Con la conferenza stampa di venerdì, però, c'è stato un cambio di passo. Il nostro mostruoso debito pubblico è figlio di troppi anni in cui la classe politica ha proposto due soluzioni passepartout a qualsiasi questione: facciamo una legge, aumentiamo la spesa. La crescita disordinata della spesa pubblica, ovvero il continuo ampliamento di funzioni, compiti, ambiti d'attività dello Stato, è potuto avvenire solo grazie all'indebitamento. Il pareggio di bilancio impone infatti l'equivalenza fra entrate e uscite. In pareggio di bilancio si può fare anche il comunismo: ma se non altro è un comunismo il cui conto viene presentato, istantaneamente, ai contribuenti che possono votare pro o contro partiti che interpretano una certa linea di politica economica.
Il ricorso al debito è stato, storicamente, strumentale a che potesse affermarsi il mito per cui i servizi forniti dallo Stato sono "gratuiti". Essi non lo sono mai: lo Stato non crea denaro dal nulla, ciò che spende deve essere necessariamente tolto ad altri, ovvero al settore privato, ovvero a noi tutti.
Il ricorso al debito da una parte, l'utilizzo politico della leva monetaria dall'altra, hanno fatto in modo che lo Stato potesse crescere al di fuori di ogni controllo - senza che i contribuenti si rendessero conto di quanto sarebbe costato magari non a loro, ma di certo ai loro figli.
Con la crisi del debito, siamo al redde rationem. Gli investitori pensano che ci manchi la credibilità e la forza per continuare a remunerare coloro che ci hanno prestato quattrini. Per recuperare credibilità, servono molte cose. L'anticipo del pareggio di bilancio al 2013 è una di queste. Riforme che vadano a vantaggio della crescita, e quindi della creazione di ricchezza, sono più che mai necessarie. Ma, una volta tanto, la promessa di cambiare la Costituzione non è un diversivo: la costituzionalizzazione del pareggio è un impegno preso solennemente davanti agli italiani e al mondo.
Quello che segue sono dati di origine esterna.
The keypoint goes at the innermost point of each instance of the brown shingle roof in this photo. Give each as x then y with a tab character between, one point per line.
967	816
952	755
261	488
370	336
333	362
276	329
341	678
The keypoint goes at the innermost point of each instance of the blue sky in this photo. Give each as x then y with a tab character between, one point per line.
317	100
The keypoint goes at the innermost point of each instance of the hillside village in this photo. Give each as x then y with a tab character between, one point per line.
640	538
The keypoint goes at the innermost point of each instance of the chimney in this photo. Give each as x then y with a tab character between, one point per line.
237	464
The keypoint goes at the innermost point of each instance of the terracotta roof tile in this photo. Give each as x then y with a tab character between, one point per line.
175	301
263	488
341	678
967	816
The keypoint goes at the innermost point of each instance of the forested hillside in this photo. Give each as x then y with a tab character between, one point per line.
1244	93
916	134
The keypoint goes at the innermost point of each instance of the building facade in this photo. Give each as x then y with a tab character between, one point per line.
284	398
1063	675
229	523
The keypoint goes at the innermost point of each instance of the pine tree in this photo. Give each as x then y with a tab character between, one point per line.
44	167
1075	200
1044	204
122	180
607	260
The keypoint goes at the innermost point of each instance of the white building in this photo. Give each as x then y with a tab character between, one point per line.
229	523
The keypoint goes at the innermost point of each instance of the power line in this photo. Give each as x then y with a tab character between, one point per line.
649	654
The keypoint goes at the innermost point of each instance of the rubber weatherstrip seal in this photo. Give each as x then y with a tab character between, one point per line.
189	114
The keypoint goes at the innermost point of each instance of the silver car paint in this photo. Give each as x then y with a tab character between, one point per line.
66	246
Non solo: se approvato in una versione coerente e cogente, cioè senza che la norma contenga le istruzioni per infrangerla, un nuovo articolo 81 della Costituzione può non solo dare credibilità alla politica di bilancio italiana ma segnare uno spartiacque culturale. In un paese che ha sempre pensato che il pubblico potesse essere la soluzione di tutti i problemi, la costituzionalizzazione del pareggio di bilancio e la contestuale definizione di un limite massimo alla spesa pubblica rispetto al Pil possono essere l'inizio di quella "rivoluzione liberale" che aspettiamo da anni. Meglio tardi che mai.